Friday, 13 December 2013

Why Statement Based Replication Diverges?

MySQL Statement-Based Replication Services has plenty of opportunities to diverge. I will attempt to list the most common here, in no particular order.

Changes Applied Directly to a Replica

If you write to the Replica, it’s data will diverge from the Master’s data. Yes, I know, it sounds stupid. Depending on how your developers are accessing the database, though, it might be quite difficult to decide if a given SQL statement is being pushed to the Master or to the Replicas by just looking at the code. Take for example a Java Framework-based Data Access Layer relying on Transaction Annotations to tell if a given transaction is read-only or read-write. Transactions can span multiple methods, sometimes located far from each other in the code. If all information you have is the code non-trivial to tell when a transaction is read-only or read-write, and sometimes misplaced Annotations make it to production, damaging whole database clusters at one, many times not in immediately noticeable ways.

Misconfiguration at Replication Setup

Setting up Replication (at least in MySQL 5.1 and 5.5 series) is a manual process and can be quite error-prone depending on the DBA or Operations Engineer experience and how reliable is the source of the information you're using to determine what should be the next transaction for a given MySQL Replica. Missing a digit on the SQL statement that sets up Replication is enough to make a Database Replica diverge by a considerable amount of transactions.

Incorrect Transaction Serialisation

MySQL is multi-threaded. This means that at any given point-in-time there might be as many transactions changing the database as there are Processor Cores available on the Master Host. In order to enable the replication implementation to work, MySQL serialises the transactions in a file (the Binary Log File). This is done automatically, by the Database Server, on-the-fly. Deciding the order in which to write transactions to the Binary Log File is a non-trivial task, specially in very busy database servers. I won't be surprised if MySQL sometimes gets the serialisation order wrong, causing the Replicas to diverge from the master on a given statement, specially for statement-based replication set-ups. If you are using some sort of high-availability supervisor and maintain the database cluster by failing over form one master to another (I do), or if you add with fresh clones from arbitrarily chosen Database Replicas, constantly shuffling the cracks in the data, this might even make this kind of divergences harder to spot or track.

Database Replica Crash

Unfortunately, every now and again a Database Server Crashes, for several different reasons. Depending on the workload and local instance configuration, it is possible that up to a second of transactions might be lost after a crash. It is standard practice to lower ACID compliant restrictions of a Database Replicas to allow it to catch up to the master faster in special, controlled situations (e.g., right after adding a local index).
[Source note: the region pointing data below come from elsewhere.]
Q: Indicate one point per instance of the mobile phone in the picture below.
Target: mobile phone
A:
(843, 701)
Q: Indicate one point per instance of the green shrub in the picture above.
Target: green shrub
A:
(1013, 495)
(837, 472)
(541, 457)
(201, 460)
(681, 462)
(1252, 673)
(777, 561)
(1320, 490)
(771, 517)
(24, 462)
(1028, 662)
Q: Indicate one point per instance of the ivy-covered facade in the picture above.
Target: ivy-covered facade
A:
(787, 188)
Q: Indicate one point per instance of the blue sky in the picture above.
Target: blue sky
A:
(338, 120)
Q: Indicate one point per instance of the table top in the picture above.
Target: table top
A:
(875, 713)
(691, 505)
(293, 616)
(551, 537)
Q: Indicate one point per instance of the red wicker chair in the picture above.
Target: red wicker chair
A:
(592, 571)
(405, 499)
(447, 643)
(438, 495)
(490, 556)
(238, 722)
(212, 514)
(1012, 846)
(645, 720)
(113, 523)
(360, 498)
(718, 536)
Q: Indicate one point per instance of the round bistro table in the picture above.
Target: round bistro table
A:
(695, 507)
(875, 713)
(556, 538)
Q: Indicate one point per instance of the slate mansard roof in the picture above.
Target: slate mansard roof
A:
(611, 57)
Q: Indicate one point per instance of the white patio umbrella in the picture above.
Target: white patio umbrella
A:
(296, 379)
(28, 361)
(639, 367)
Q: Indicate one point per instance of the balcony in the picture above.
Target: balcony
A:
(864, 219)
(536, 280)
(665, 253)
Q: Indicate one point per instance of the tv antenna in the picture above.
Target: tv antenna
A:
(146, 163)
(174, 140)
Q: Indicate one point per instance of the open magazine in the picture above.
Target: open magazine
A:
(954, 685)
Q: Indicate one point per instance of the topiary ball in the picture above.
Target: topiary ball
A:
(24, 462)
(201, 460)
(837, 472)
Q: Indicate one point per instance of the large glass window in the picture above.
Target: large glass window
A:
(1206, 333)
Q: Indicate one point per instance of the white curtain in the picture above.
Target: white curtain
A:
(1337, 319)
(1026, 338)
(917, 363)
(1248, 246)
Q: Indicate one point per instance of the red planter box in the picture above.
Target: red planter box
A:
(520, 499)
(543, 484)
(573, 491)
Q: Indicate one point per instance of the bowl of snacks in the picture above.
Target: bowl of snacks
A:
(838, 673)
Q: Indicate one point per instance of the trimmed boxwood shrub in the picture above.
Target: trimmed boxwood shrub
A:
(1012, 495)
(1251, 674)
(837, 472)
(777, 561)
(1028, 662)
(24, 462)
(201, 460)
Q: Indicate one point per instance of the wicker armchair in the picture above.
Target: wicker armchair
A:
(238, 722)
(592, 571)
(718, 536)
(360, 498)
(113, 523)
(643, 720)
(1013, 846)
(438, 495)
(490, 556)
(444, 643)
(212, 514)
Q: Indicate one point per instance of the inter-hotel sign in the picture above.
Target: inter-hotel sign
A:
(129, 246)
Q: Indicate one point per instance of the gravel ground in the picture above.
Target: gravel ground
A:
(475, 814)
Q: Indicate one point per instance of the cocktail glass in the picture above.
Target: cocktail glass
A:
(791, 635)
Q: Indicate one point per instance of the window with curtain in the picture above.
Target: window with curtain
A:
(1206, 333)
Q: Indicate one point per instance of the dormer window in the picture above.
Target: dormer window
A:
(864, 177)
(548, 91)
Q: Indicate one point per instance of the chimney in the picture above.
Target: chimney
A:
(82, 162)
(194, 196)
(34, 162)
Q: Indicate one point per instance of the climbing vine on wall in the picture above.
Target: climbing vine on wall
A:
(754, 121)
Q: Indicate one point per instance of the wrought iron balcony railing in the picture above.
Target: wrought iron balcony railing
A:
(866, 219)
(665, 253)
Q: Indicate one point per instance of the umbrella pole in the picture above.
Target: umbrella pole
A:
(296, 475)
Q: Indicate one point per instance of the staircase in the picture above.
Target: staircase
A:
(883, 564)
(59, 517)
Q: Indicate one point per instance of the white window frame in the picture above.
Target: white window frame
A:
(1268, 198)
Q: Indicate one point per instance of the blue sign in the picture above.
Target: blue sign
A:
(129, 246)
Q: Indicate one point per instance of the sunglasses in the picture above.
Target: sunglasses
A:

This technique is specially useful on write-intensive workloads where you're reaching the limits of your hardware, where the disproportional number of writes makes it really though for a Replica Database to catch up with the Master during peak hours.

Non-Deterministic SQL Statements

SQL is a Fourth-Generation Declarative Language. This implies certain SQL statement interpretation liberties to both the Database Server and the Developer. This leads to a lot of apparently harmless mistakes, like attempting to throttle the rate at which certain changes happen with “LIMIT” clauses, for example by writing statements like the ones below:

UPDATE some_table SET a_column = X WHERE other_col = “some-value” LIMIT 10;

DELETE FROM another_table WHERE some_column = Y LIMIT 100;

Both statements select rows to be changed upfront, to satisfy their respective LIMIT clauses. As the ANSI-SQL (and most implementations, including MySQL) don't place any guarantees on result set order (or if the rows to be chosen come from the beginning or the end of the result set), it's quite possible that the rows selected to be changed on the master are different from the rows selected by each and every Database Replica. In MySQL case, this will be dictated mostly by the presence of rows matching the conditions in memory, which in turn is a function of the queries answered by that specific MySQL instance which in turn is a round-robin-balanced share of the traffic that has been hitting this system for the last few hours… to put it short, this is probably a good Random Number Generator Implementation, with very high entropy.

Unnecessary to say, if the same valid SQL statement applied to the Master and to the Replicas has the ability to change different sets of rows in both servers, we have to account for the fact that Statement-Based Replication as implemented by MySQL will diverge. It's not a matter of "if", it's just a matter of "when".


  1. You can mitigate the first category by putting 'read-only' in my.cnf on the replicas.

    1. This only works for users without the "SUPER" privilege. Users with the "SUPER" privilege ignore the read-only flag and are able to write even when the flag is on.